Los colegios con piscina cubierta afrontan un importante desafío energético. Mantener una temperatura adecuada tanto en el agua como en el ambiente interior exige un elevado consumo de energía durante gran parte del año. A esto se suman las necesidades de calefacción de aulas, vestuarios, gimnasios y la producción de agua caliente sanitaria para duchas y servicios.
Tradicionalmente, estas demandas energéticas se han cubierto mediante calderas de gas o gasóleo, tecnologías que implican elevados costes operativos, dependencia de combustibles fósiles y una significativa huella de carbono.
En un contexto marcado por la subida de los costes energéticos y los objetivos de descarbonización, cada vez más centros educativos están apostando por la aerotermia como alternativa eficiente y sostenible.
La aerotermia permite aprovechar la energía contenida en el aire exterior para producir calefacción, refrigeración y agua caliente sanitaria con un consumo eléctrico muy reducido.
En instalaciones con una elevada demanda térmica y funcionamiento continuo, como sucede en los colegios con piscina, las bombas de calor alcanzan rendimientos especialmente elevados, convirtiéndose en una de las tecnologías más eficientes disponibles actualmente.
Entre sus principales ventajas destacan la reducción significativa de los costes energéticos, la disminución o incluso eliminación del consumo de combustibles fósiles, y la capacidad de cubrir simultáneamente las necesidades de calefacción, agua caliente sanitaria (ACS) y climatización de la piscina mediante un único sistema de alta eficiencia. Además, la aerotermia contribuye a una importante reducción de las emisiones de CO₂, protege a los centros educativos frente a la volatilidad de los precios del gas y el gasóleo, y permite su integración con instalaciones fotovoltaicas para maximizar el autoconsumo y avanzar hacia un modelo energético más sostenible y rentable.
Una de las principales fortalezas de la aerotermia es su capacidad para atender simultáneamente distintas demandas térmicas dentro del centro educativo. La misma instalación de aerotermia puede cubrir de forma simultánea las necesidades de calefacción de aulas y zonas comunes, producción de agua caliente sanitaria para vestuarios y duchas, calentamiento del agua de la piscina, deshumidificación y climatización del recinto de baño, así como refrigeración durante los meses más cálidos. Esta capacidad para centralizar múltiples servicios en un único sistema de alta eficiencia permite optimizar el consumo energético, simplificar la gestión de las instalaciones y mejorar tanto el confort de los usuarios como la sostenibilidad del centro educativo.
La climatización de una piscina cubierta suele representar una parte muy importante del gasto energético de un colegio. La producción constante de calor para mantener el agua entre 27 y 29 °C, junto con el tratamiento del aire interior para evitar condensaciones y garantizar el confort de los usuarios, genera consumos elevados durante todo el año.
En este escenario, las bombas de calor aire-agua permiten obtener varios kilovatios térmicos por cada kilovatio eléctrico consumido, alcanzando rendimientos muy superiores a los de las calderas convencionales. Como resultado, muchos centros pueden reducir drásticamente su factura energética sin renunciar al confort ni a la calidad de servicio.

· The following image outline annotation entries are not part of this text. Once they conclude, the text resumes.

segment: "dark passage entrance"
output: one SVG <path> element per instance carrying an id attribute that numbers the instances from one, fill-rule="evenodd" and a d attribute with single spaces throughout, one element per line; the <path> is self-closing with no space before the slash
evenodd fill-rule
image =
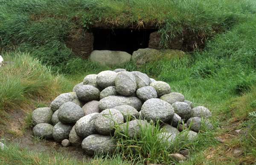
<path id="1" fill-rule="evenodd" d="M 121 51 L 132 54 L 139 49 L 148 47 L 150 33 L 156 31 L 94 29 L 92 29 L 94 37 L 93 49 Z"/>

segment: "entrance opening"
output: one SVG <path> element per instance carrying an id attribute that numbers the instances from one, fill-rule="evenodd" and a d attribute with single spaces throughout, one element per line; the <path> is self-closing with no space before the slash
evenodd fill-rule
<path id="1" fill-rule="evenodd" d="M 93 29 L 93 49 L 126 52 L 132 54 L 139 49 L 148 47 L 150 33 L 156 29 Z"/>

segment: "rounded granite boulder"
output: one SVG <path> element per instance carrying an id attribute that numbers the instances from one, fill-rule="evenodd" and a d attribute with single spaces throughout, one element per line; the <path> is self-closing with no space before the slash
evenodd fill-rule
<path id="1" fill-rule="evenodd" d="M 87 115 L 95 113 L 99 113 L 100 111 L 99 107 L 99 101 L 93 100 L 85 104 L 82 107 L 84 115 Z"/>
<path id="2" fill-rule="evenodd" d="M 52 123 L 53 126 L 55 125 L 59 122 L 58 118 L 58 110 L 57 110 L 56 111 L 54 112 L 54 113 L 53 113 L 52 116 Z"/>
<path id="3" fill-rule="evenodd" d="M 98 134 L 89 135 L 82 142 L 82 148 L 86 153 L 92 155 L 111 154 L 116 147 L 116 140 L 111 136 Z"/>
<path id="4" fill-rule="evenodd" d="M 158 97 L 171 93 L 170 85 L 165 82 L 156 81 L 151 82 L 150 85 L 156 90 Z"/>
<path id="5" fill-rule="evenodd" d="M 73 145 L 79 146 L 81 146 L 82 144 L 83 139 L 76 134 L 76 130 L 75 130 L 75 126 L 73 127 L 70 131 L 68 137 L 70 142 Z"/>
<path id="6" fill-rule="evenodd" d="M 119 133 L 125 134 L 134 138 L 136 136 L 140 137 L 141 132 L 145 129 L 147 124 L 149 124 L 145 120 L 135 119 L 128 122 L 118 126 L 115 134 L 119 136 Z"/>
<path id="7" fill-rule="evenodd" d="M 99 114 L 89 114 L 79 119 L 75 125 L 75 130 L 76 134 L 83 139 L 90 135 L 95 133 L 96 130 L 94 122 Z"/>
<path id="8" fill-rule="evenodd" d="M 198 106 L 192 109 L 192 116 L 207 118 L 212 116 L 212 113 L 203 106 Z"/>
<path id="9" fill-rule="evenodd" d="M 99 86 L 97 84 L 97 81 L 96 80 L 97 76 L 97 75 L 95 74 L 87 75 L 84 78 L 83 81 L 84 85 L 90 85 L 98 88 Z"/>
<path id="10" fill-rule="evenodd" d="M 43 138 L 49 139 L 52 138 L 52 128 L 53 127 L 47 123 L 40 123 L 33 128 L 34 135 Z"/>
<path id="11" fill-rule="evenodd" d="M 147 120 L 166 122 L 172 118 L 174 110 L 172 105 L 159 98 L 147 100 L 141 107 L 141 115 Z"/>
<path id="12" fill-rule="evenodd" d="M 129 96 L 136 91 L 137 85 L 135 77 L 127 71 L 120 72 L 115 79 L 116 92 L 121 95 Z"/>
<path id="13" fill-rule="evenodd" d="M 99 99 L 102 99 L 110 96 L 116 96 L 116 90 L 115 86 L 110 86 L 106 87 L 99 94 Z"/>
<path id="14" fill-rule="evenodd" d="M 63 104 L 58 109 L 58 118 L 62 123 L 74 123 L 84 116 L 84 113 L 78 105 L 73 102 Z"/>
<path id="15" fill-rule="evenodd" d="M 150 98 L 157 98 L 157 91 L 151 86 L 144 87 L 138 89 L 136 91 L 136 95 L 143 101 Z"/>
<path id="16" fill-rule="evenodd" d="M 52 128 L 52 136 L 57 142 L 61 142 L 62 140 L 68 138 L 68 136 L 72 129 L 70 124 L 64 124 L 59 122 Z"/>
<path id="17" fill-rule="evenodd" d="M 131 73 L 135 76 L 137 89 L 149 85 L 149 78 L 148 75 L 140 72 L 134 71 Z"/>
<path id="18" fill-rule="evenodd" d="M 95 119 L 94 125 L 97 132 L 102 135 L 110 135 L 115 131 L 115 124 L 124 122 L 121 113 L 114 109 L 102 111 Z"/>
<path id="19" fill-rule="evenodd" d="M 35 125 L 39 123 L 52 122 L 52 116 L 53 112 L 50 108 L 45 107 L 36 109 L 32 113 L 32 121 Z"/>
<path id="20" fill-rule="evenodd" d="M 84 101 L 99 100 L 100 93 L 98 88 L 90 85 L 84 85 L 76 90 L 77 98 Z"/>
<path id="21" fill-rule="evenodd" d="M 181 93 L 172 92 L 162 96 L 160 99 L 172 104 L 177 101 L 184 101 L 184 97 Z"/>
<path id="22" fill-rule="evenodd" d="M 100 110 L 102 110 L 122 105 L 130 105 L 139 111 L 141 108 L 142 103 L 136 97 L 111 96 L 100 100 L 99 106 Z"/>
<path id="23" fill-rule="evenodd" d="M 70 92 L 69 93 L 61 94 L 51 103 L 51 110 L 53 112 L 55 112 L 64 103 L 72 101 L 76 98 L 76 92 Z"/>
<path id="24" fill-rule="evenodd" d="M 191 108 L 186 103 L 184 102 L 177 101 L 173 103 L 172 107 L 174 109 L 175 113 L 181 117 L 183 119 L 187 120 L 191 117 Z"/>
<path id="25" fill-rule="evenodd" d="M 117 75 L 116 72 L 111 70 L 102 71 L 97 76 L 97 84 L 104 88 L 109 86 L 113 86 L 115 85 L 115 79 Z"/>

La descarbonización de los edificios educativos es ya una prioridad para muchas administraciones y entidades gestoras. En este proceso, la aerotermia se posiciona como una de las soluciones más eficaces para transformar las instalaciones térmicas existentes.
En colegios con piscina, donde las necesidades energéticas son especialmente elevadas, esta tecnología permite obtener importantes ahorros económicos, reducir emisiones de CO₂ y mejorar la sostenibilidad del centro sin comprometer el confort de alumnos, profesores y usuarios.
En ATuAire hemos comprobado que los colegios con piscina son una de las tipologías de edificios con mayor potencial de ahorro energético, debido a la importante demanda térmica asociada a la climatización del agua, el tratamiento del aire y la producción de agua caliente sanitaria. Precisamente por ello, la sustitución de sistemas convencionales por bombas de calor de alta eficiencia suele ofrecer retornos especialmente atractivos y reducciones significativas de emisiones de CO₂.
Invertir en aerotermia no es únicamente una decisión energética: es una apuesta por un modelo educativo más eficiente, responsable y preparado para los desafíos del futuro.